# Has anyone gone through CRASH REPAIR with ASSOS?



## B05 (Jul 31, 2011)

:cryin: crashed on my 3-ride old Assos Bonka. I'm pretty sad about it.

Just wondering has anyone gone through the process? Painful? Smooth? 

I'm wondering if Assos will replace the entire left arm (crashed on my left. the damage is just on the external "shell". The some of the black parts are now gradient White  )


----------



## ozzybmx (Jun 23, 2013)

Not sure what they will replace, though if you bought it at an "official Assos" dealer, it may be free under their crash replacement as it sounds like its pretty new.

My experience wasn't so good. I bought from Ribble (not an official dealer), spoke to Assos importer in Aus, they recommended the repair service, it was ~$80 if I rem right. I sent pics to them... the hole and damage was just beside the seam, I said I might get a local clothing alteration place to run a stretchy line of stitches down the seam.

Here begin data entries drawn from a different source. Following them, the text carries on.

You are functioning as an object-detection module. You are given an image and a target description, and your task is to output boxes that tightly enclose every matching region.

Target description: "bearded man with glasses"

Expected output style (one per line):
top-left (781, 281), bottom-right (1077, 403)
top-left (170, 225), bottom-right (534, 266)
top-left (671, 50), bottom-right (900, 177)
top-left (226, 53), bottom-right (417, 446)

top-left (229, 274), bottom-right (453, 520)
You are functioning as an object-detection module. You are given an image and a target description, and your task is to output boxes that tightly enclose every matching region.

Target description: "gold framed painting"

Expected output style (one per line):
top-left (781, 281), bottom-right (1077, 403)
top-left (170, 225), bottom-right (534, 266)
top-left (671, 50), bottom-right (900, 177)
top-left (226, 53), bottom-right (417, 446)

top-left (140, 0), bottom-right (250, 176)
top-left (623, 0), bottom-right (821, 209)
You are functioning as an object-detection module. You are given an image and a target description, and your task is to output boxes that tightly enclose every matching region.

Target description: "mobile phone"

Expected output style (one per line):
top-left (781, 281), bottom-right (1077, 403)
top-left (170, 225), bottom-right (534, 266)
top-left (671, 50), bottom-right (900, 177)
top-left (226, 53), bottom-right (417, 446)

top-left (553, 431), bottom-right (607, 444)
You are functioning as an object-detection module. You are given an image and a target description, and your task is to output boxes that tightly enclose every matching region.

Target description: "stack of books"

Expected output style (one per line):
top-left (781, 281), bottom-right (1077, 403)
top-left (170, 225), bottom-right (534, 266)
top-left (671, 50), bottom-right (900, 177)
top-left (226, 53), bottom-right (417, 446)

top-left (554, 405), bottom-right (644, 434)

They said Assos repair would replace the whole panel as running down the seam would make the compression of the shorts "out of whack". 

So I agreed as it made sense and thought $80 to fix a relatively new pair of $250 bibs was good, so went with Assos repair... sent to Italy for special repair... they ran a line of stitches down the seam and sent them back. Wasted $80 but if it was repaired for free though their crash repair, it would have been ok I suppose.

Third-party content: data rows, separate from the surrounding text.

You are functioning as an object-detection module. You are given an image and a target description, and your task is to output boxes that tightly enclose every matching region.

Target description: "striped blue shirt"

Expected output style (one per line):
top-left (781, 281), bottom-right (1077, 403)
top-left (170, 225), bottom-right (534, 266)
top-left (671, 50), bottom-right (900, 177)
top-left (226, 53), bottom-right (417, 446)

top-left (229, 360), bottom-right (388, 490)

Still riding the repaired t.centos, also own the t.equipes and my "scared to wear" t.campionissimo's, would cry if I slid down a road with them on :cryin:

Hope you get your jacket sorted, at the end of the day... at least they offer some kind of repair service.


----------



## B05 (Jul 31, 2011)

ozzybmx said:


> Not sure what they will replace, though if you bought it at an "official Assos" dealer, it may be free under their crash replacement as it sounds like its pretty new.
> 
> My experience wasn't so good. I bought from Ribble (not an official dealer), spoke to Assos importer in Aus, they recommended the repair service, it was ~$80 if I rem right. I sent pics to them... the hole and damage was just beside the seam, I said I might get a local clothing alteration place to run a stretchy line of stitches down the seam. They said Assos repair would replace the whole panel as running down the seam would make the compression of the shorts "out of whack".
> 
> ...


thanks for your response. I appreciate it.

Ive been in contact with CS this morning and sent pics + receipt. Haven't heard from them. 

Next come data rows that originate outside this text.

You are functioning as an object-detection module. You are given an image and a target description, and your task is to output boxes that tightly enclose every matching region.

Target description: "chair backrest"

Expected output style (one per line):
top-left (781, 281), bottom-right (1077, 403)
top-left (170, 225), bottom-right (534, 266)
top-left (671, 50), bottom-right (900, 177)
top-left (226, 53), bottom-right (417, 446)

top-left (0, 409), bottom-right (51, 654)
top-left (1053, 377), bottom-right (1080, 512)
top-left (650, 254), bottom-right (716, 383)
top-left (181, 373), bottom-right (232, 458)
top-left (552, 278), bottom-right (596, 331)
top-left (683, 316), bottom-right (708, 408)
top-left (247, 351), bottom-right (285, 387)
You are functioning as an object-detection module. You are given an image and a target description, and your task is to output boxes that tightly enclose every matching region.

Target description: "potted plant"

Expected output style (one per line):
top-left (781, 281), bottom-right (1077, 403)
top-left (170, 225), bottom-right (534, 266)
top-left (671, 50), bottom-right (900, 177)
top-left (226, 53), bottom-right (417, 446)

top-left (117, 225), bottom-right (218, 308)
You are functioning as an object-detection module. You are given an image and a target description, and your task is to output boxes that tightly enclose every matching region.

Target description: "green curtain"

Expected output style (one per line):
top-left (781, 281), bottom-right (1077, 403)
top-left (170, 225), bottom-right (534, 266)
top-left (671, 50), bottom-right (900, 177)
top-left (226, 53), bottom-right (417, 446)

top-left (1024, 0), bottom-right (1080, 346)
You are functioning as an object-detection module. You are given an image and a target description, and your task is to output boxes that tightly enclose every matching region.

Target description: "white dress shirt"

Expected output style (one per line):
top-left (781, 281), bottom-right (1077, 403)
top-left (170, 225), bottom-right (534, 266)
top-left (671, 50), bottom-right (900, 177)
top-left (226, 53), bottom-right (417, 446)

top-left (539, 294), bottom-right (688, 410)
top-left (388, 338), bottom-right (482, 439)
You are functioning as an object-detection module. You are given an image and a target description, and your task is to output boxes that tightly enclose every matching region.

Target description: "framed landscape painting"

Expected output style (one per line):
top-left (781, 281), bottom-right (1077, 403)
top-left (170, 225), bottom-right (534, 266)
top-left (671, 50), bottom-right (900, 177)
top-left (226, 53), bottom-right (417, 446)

Those are some pricey bibs you got over there. I'm happy with the T Equipes I got and I bought some T Neopro (still happy with my Giordana Forma Red so those 3 will be my summer bibs)

BTW, can anyone explain how Ribble is able to sell some ASSOS without being an authorized retailer? How are they able to source it then? I missed out on my size for the Tiburus on their site.


----------



## ozzybmx (Jun 23, 2013)

B05 said:


> Those are some pricey bibs you got over there.


I got the campionissimo's on special from an official dealer here in oz, still find it hard to pull them on and belt down a hill at 80kph.



B05 said:


> BTW, can anyone explain how Ribble is able to sell some ASSOS without being an authorized retailer? How are they able to source it then?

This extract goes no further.